The deaths of three elementary school students and the injury to a fourth are aiding efforts to add Indiana to the list of states with laws that allow school districts to install external video cameras to capture motorists who illegally pass stopped school buses, reports AP News.
Rep. Jim Pressel said he was already working on legislation to add the stop-arm cameras when two 6-year-old twin brothers, Xzavier and Mason Ingle, and their 9-year-old stepsister, Alivia Stahl, were struck and killed early Tuesday morning as they crossed a rural, two-lane road to their waiting school bus.
Eleven-year-old Maverik Lowe was also struck by Alyssa Shepherd, 24, and sustained serious injuries.
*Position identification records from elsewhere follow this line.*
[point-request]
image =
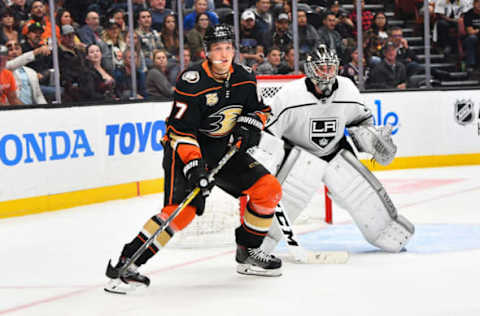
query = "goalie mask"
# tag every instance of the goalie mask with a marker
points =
(321, 67)
(216, 34)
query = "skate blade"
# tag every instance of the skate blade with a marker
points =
(248, 269)
(319, 257)
(116, 286)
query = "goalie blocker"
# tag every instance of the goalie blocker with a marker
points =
(351, 185)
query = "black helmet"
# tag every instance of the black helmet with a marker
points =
(218, 33)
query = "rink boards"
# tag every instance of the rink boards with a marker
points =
(63, 157)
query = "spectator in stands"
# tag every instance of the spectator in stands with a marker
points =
(20, 11)
(113, 38)
(8, 28)
(375, 39)
(137, 5)
(188, 4)
(170, 35)
(251, 40)
(158, 85)
(42, 63)
(90, 32)
(28, 57)
(38, 14)
(28, 87)
(175, 70)
(119, 16)
(96, 83)
(124, 86)
(64, 17)
(223, 4)
(351, 69)
(263, 17)
(404, 54)
(79, 8)
(8, 86)
(282, 36)
(150, 39)
(344, 26)
(472, 27)
(195, 36)
(447, 14)
(367, 17)
(71, 59)
(330, 37)
(388, 74)
(288, 64)
(308, 35)
(200, 7)
(273, 63)
(159, 12)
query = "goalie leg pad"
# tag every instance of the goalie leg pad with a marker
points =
(299, 176)
(357, 190)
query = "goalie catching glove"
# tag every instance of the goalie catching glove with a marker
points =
(247, 130)
(376, 141)
(196, 173)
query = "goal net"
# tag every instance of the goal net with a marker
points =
(215, 228)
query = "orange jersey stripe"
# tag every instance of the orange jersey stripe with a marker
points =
(198, 93)
(244, 82)
(179, 133)
(188, 152)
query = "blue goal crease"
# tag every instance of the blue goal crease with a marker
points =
(428, 239)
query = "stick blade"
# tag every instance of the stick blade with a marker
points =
(328, 257)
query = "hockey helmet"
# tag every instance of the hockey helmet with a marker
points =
(218, 33)
(321, 67)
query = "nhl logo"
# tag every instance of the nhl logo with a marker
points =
(212, 99)
(191, 76)
(464, 113)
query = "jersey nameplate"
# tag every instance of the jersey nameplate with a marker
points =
(191, 76)
(323, 131)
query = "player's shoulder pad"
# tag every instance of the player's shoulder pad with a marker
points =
(188, 80)
(347, 87)
(244, 73)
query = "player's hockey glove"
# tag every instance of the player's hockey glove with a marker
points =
(247, 130)
(196, 173)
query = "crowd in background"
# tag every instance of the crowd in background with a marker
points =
(94, 47)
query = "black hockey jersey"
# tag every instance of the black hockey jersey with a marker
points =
(205, 111)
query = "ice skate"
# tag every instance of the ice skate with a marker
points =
(127, 282)
(254, 261)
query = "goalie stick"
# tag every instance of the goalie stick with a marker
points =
(180, 208)
(300, 254)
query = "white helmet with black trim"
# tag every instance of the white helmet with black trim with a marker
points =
(321, 67)
(216, 34)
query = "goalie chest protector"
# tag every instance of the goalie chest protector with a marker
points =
(313, 124)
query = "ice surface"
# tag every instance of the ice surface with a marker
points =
(54, 263)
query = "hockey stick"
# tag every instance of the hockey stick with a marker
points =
(179, 208)
(300, 254)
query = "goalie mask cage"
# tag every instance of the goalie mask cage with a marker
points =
(215, 228)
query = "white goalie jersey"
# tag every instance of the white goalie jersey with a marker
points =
(313, 124)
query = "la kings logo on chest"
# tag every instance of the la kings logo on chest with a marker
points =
(323, 131)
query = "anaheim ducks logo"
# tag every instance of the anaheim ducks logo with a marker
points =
(222, 121)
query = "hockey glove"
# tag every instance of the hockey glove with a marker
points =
(197, 176)
(247, 130)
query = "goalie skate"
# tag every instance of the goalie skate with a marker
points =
(125, 283)
(254, 261)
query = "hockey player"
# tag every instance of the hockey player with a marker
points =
(214, 103)
(310, 115)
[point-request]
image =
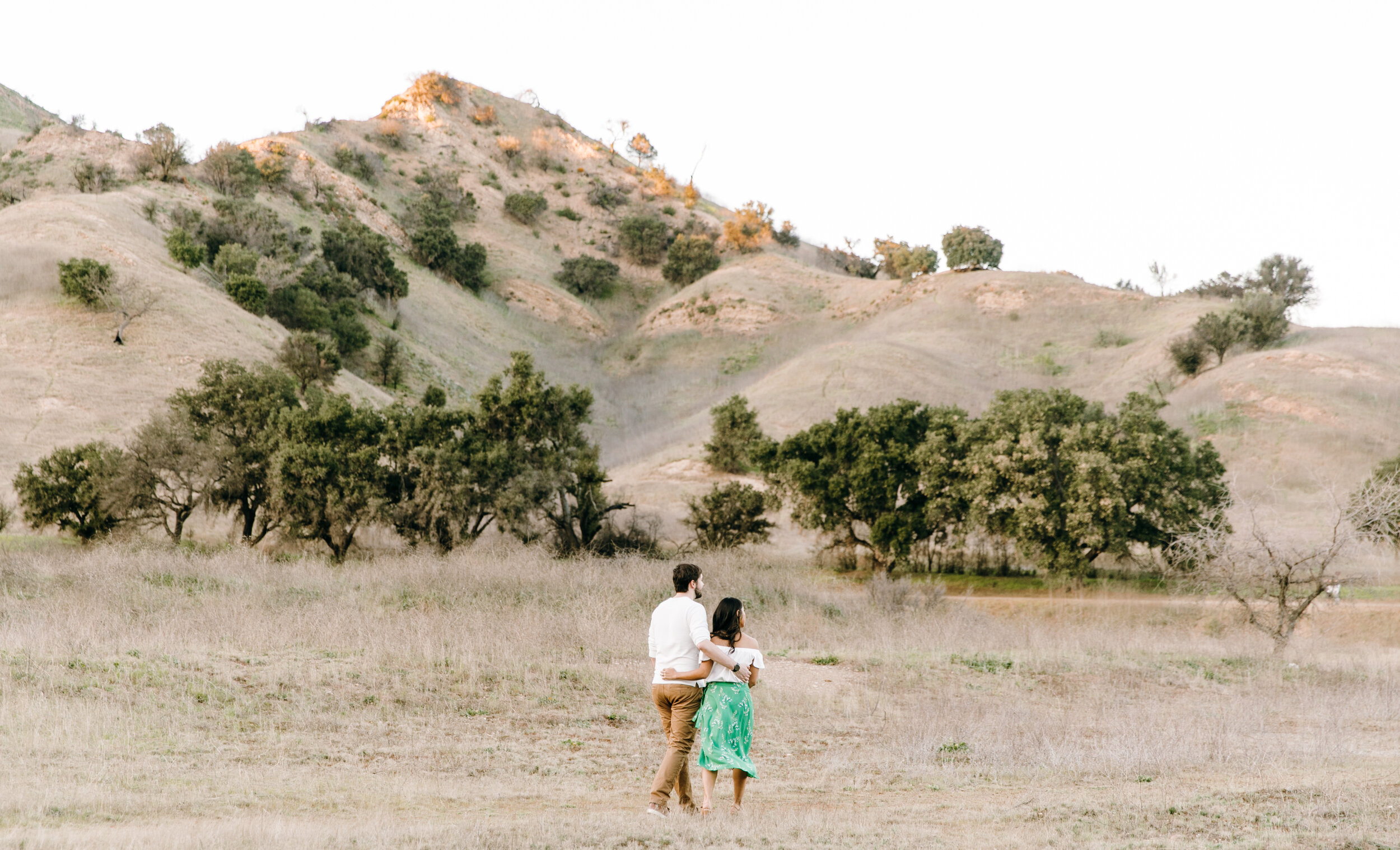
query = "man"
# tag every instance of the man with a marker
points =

The Indiana State Police said he was in stable condition and is recovering.
The Hoosier State reported a single-day count of 3,076 incidents of motorists ignoring the red flashing lights and extended stop arm on school buses as they loaded and unloaded students earlier this year, which was part of the annual survey of illegal passers sponsored by the National Association of State Directors of Pupil Transportation Services.
Although that survey is voluntary for states and local bus drivers, about half of Indiana’s approximately 15,000 certified school bus drivers participated. That means that the number of illegal passers each day in the Hoosier State could be much higher. Nationwide, NASDPTS estimates that over 15 million illegal passing incidents occur each school year.
ABC News reported that parents at the mobile home park where the children lived, Tippecanoe Valley School Corp., stated that the deadly bus stop on State Road 25, where there is a posted speed limit of 45 mph, is being moved to inside the mobile home park, where the children lived.
Meanwhile, no stop-arm camera bill has been filed at this report and a phone message left with a representative of Pressel was not returned.